Grandi navi: Ma Trieste è meno vulnerabile di Venezia?E poi tutti a glorificare Greta Thunberg




A Venezia le grandi navi non le vogliono più. Vedere quei mostri galleggianti a Venezia è un qualcosa di incredibile, sconcertante, che solo in Italia poteva accadere. Non le vogliono a Venezia, e dove le vogliono mandare? In parte? A Trieste. Che non sarà una città dove fare sosta, ma una città dove partire o dove arrivare per andarsene a casa. Insomma, il beneficio a livello turistico di massa sarà praticamente ininfluente. I turisti, o meglio i viaggiatori, arriveranno con gli autobus che intaseranno le rive, obsolete, che necessiterebbe di un restyling enorme.
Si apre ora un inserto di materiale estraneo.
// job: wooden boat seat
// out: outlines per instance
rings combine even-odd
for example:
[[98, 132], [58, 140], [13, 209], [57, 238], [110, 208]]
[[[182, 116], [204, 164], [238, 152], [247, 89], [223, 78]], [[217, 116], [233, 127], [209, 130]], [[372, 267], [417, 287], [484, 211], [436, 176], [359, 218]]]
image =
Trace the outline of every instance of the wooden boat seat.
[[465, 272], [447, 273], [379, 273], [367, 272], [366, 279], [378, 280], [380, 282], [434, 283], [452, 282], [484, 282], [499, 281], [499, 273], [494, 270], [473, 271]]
Per essere imbarcati. Atterreranno con voli mirati allo scalo di Ronchi, che pare oramai essere funzionale solo a questo tipo di voli, ed in tutto ciò, il golfo di Trieste, sensibile, delicato, si vedrà invaso da questi giganti del mare. Sì, vengono costruiti in parte a Monfalcone. Ma che significa? Ci sono zone dove possono approdare e zone dove è meglio non vederle queste navi. Trieste è meno vulnerabile di Venezia?  Tra la nuova via della Seta, allevamenti, e quant'altro, poi tutti a glorificare Greta Thunberg. Dopo il caso della statua di D'Annunzio, noto antislavo, inaugurata in una piazza dove poi è stato patrocinato il festival degli sloveni d'Italia, si prospetterebbe un nuovo caso di studio per Basaglia. Trieste ha mille potenzialità, possibile che non si riesce a progettare un futuro diverso? Sostenibile? Che sia rispettoso del proprio delicato equilibrio ambientale? Intanto, si prende gli "scarti" di Venezia, e poi tutti in piazza a sognare un mondo diverso, città diverse, economie diverse. A fare scioperi istituzionalizzati. A raccontarci tante belle storie, a fare proclami, mentre la realtà ti racconta una storia diversa e va per la sua strada, quella dei giganti del mare pronti a conquistare Trieste dopo essere stati cacciati da Venezia.